When Neymar scored for FC Barcelona against Villareal in a recent Spanish La Liga game, it was a momentous occasion. As the Brazilian international turned to celebrate, he pulled up his shirt to reveal Intel’s logo on its inside. This was the first time during a game that the world had seen evidence of Barca’s recently signed $25 million sponsorship deal with the American tech corporation.
Given that 100 million people or more are likely to have seen the logo, this was an immediate return on investment for Intel who are one of several tech giants recently taking an interest in sport. Last July, the NFL’s Dallas Cowboys signed a $20 million stadium naming rights deal with AT&T. The previous month, Yahoo reached an agreement with the San Francisco 49ers to become “the exclusive online sports content, social networking and photo and video sharing partner” of the American football team’s new stadium.
One view of such deals is that they are simply “of their age,” just as tobacco in the 1970s, alcohol in the 1980s, financial services in the 1990s and online gambling in the 2000s sought out sponsorship opportunities in sport. Now in the second decade of the 21st century, Intel’s deal with Barca could merely be seen as an obvious relationship between two global brands, both seeking to build profile, presence and market share.
However, there is something rather different about the Intel/Barca deal. Whereas sports sponsorship used to be about a sticker on a car or a name on a shirt, industry professionals now talk about relationships, strategic alliances and partnerships. Moreover, outcomes are now couched not just in financial terms alone, but also in terms of competence building and “win-win” scenarios.
And this is where the real, fundamental point of interest lies in the Intel/Barca deal: whether we realise it or not, we are now living in the midst of a new industrial revolution.
Internet of Things
At the heart of this revolution is the internet of things, the process of connecting everyday objects to the internet. These objects can indeed be any “thing”, from a fridge to an elevator, a pint of milk to a pair of shoes.
So what of Neymar, Messi, Xavi, Iniesta and Barca’s flow of goals? The internet of things surely has something to tell us about Intel’s sudden interest in Spanish football.
As a fan, have you ever wondered how many kilometres a player like Neymar runs during a game? How often do you think he kicks with his left foot or his right foot? How many calories does he burn?
As a kit manufacturer like Nike, as Neymar turns and stretches, how does his shirt pull and twist? Could his shirt be designed and made in a way that helps Neymar play better? And if there is a fault in his shirt, could there be some form of early warning about the fragility of the garment?
And here’s the key: imagine Intel working with Barca and Nike to create a shirt that incorporates smart technology. This shirt could then continuously broadcast real-time data—calories burned, for example—which are then transmitted directly to the handsets of fans sat at the Nou Camp watching a game. The potential goes way beyond this though—for instance, imagine the day when a shirt is able to carry a camera broadcasting live footage as Neymar sticks a winner in the net.

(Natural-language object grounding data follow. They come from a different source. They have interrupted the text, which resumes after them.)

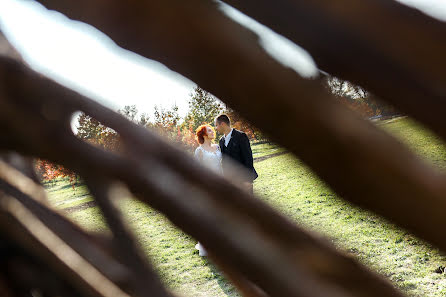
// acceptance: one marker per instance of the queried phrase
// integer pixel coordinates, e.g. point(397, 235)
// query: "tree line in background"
point(203, 109)
point(358, 99)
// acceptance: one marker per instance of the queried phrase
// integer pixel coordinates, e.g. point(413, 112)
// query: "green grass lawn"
point(286, 184)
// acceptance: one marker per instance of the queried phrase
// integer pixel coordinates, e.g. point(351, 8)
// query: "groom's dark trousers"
point(239, 151)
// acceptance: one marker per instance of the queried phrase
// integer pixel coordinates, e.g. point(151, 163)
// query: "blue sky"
point(82, 58)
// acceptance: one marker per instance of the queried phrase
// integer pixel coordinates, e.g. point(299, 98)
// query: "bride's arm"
point(199, 154)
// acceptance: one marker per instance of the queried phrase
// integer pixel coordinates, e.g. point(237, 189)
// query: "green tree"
point(203, 108)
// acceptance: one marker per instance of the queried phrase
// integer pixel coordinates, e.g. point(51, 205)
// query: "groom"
point(235, 146)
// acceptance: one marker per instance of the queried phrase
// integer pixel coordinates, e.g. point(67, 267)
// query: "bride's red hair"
point(201, 132)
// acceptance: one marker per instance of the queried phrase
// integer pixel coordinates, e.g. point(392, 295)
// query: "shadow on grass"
point(224, 284)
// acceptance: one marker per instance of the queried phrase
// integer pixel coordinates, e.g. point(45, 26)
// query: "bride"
point(209, 155)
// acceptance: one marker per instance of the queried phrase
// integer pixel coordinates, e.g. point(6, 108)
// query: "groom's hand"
point(247, 186)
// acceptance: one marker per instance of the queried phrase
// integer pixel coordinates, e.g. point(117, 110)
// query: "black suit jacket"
point(239, 150)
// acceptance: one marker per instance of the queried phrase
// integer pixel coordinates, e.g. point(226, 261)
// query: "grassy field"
point(286, 184)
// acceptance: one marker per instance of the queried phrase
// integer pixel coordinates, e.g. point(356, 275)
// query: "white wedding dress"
point(211, 160)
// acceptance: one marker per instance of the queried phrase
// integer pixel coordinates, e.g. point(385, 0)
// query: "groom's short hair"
point(223, 119)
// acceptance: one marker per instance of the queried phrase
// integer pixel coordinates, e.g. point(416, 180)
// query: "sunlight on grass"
point(286, 184)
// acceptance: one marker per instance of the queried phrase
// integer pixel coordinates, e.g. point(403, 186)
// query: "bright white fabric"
point(228, 137)
point(211, 160)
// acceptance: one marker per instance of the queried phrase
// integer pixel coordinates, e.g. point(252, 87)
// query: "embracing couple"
point(233, 149)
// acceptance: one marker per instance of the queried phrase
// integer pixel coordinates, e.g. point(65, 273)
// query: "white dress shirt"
point(228, 138)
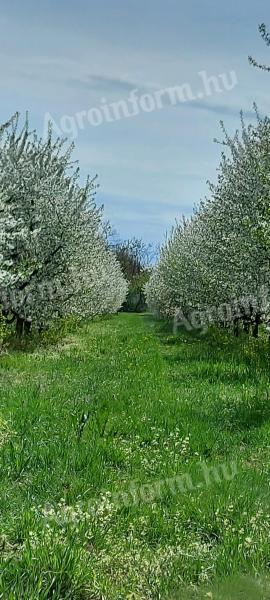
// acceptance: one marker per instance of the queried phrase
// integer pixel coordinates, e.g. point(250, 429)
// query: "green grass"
point(123, 405)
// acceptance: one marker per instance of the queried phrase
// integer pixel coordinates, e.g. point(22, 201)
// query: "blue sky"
point(64, 57)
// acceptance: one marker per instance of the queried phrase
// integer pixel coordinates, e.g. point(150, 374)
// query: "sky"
point(60, 58)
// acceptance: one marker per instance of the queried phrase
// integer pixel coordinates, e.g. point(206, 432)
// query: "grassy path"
point(106, 444)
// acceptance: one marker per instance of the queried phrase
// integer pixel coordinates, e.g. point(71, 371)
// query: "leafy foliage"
point(54, 258)
point(220, 256)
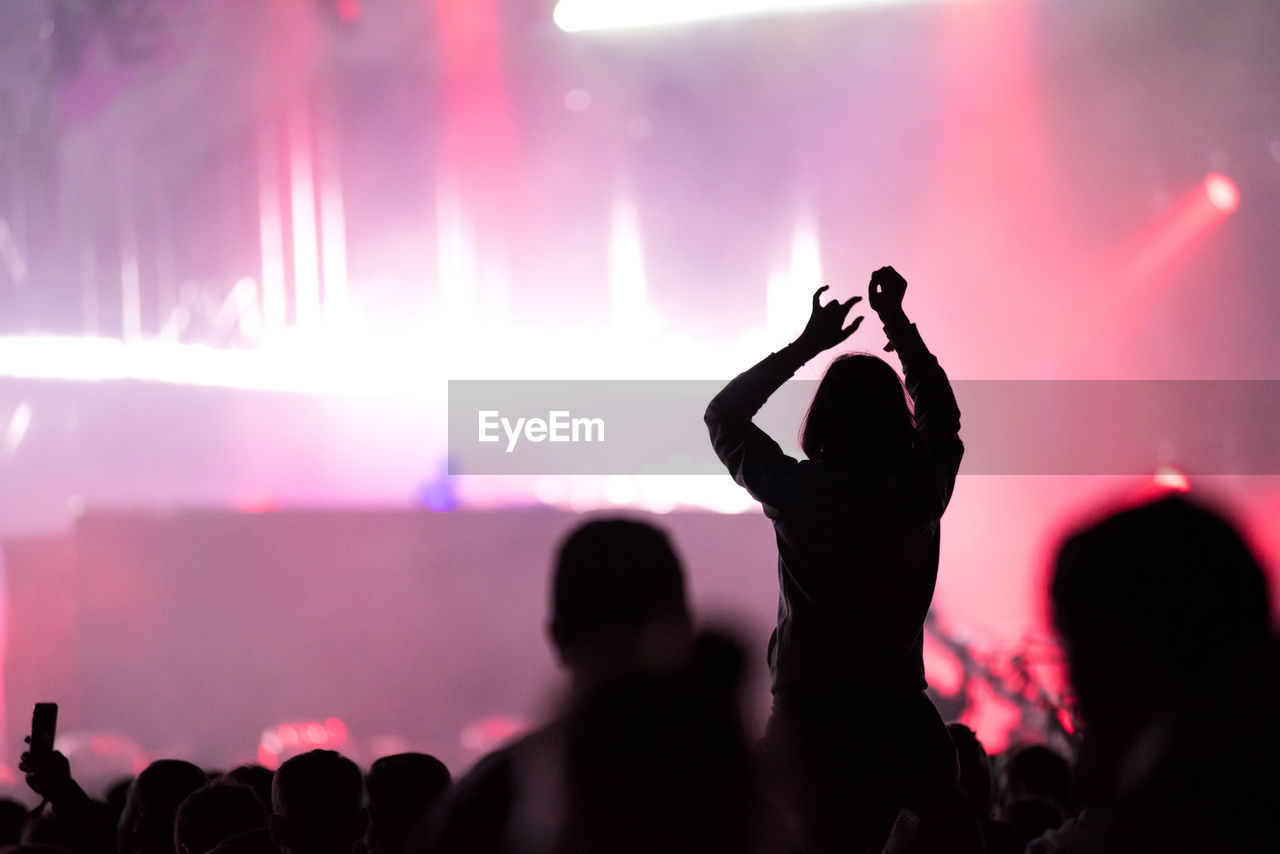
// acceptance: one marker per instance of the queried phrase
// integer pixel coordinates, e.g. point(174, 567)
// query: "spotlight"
point(1223, 192)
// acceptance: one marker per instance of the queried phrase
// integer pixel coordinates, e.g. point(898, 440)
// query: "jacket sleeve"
point(937, 415)
point(755, 461)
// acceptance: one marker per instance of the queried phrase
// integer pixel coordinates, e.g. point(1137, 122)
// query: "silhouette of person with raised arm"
point(858, 533)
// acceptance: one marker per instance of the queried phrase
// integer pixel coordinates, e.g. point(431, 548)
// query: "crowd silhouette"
point(1162, 611)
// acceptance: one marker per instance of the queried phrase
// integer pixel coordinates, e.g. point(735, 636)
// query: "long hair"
point(859, 416)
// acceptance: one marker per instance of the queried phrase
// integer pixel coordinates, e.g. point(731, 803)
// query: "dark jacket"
point(858, 552)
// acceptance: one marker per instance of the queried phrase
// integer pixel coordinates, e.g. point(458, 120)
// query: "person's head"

At the same time, additional data could be transmitted to Nike technicians sat back at headquarters in Oregon, who can use it as the basis for modifying kit and designing better equipment. Meanwhile, for the Barca performance analysts sitting pitch-side, the “smart shirts” could generate a constant flow of data helping them identify player strengths, weaknesses and areas for improvement.
Perhaps Neymar’s boots might also carry smart technology, and the performance analysts can change their set-up during the game by electronically sending instructions back to the boots (something the fans might also be able to access on their handsets).
This is the internet of things in action, and this would seem to be the real essence of recent deals signed by Intel, Yahoo, AT&T and the rest. By 2020, it is estimated that there will be 30 billion connected devices in the world. Some even believe the number could be far higher.
Competing off the Pitch
For Barca, “Intel Inside” puts them at the forefront of a new age in which the data generated by shirts, shorts, boots, the seats fans sit on, the drinks machines used at half-time, the turnstiles people pass through and so forth are all linked through the internet of things.
Understanding and responding to this deluge of data will be key. Just as in other sectors of business, sports teams that don’t pay attention to this development will fall behind their rivals.
Competitive advantage in this new age will be secured by catering to the individual needs of every person sat in a stadium; by attaining levels of player and equipment performance achieved through the generation and understanding of ever more sophisticated streams of data; and by allowing all stakeholders to engage and interact with players, teams and games in a way that enables them to simultaneously fulfil a whole range of needs and wants.
So, keep in mind that the next time you watch a game on television and a cliché-prone commentator exclaims “the defenders really are making Neymar sweat”, thanks to Intel and others it could well be that we can check on our handsets the extent to which this is actually the case.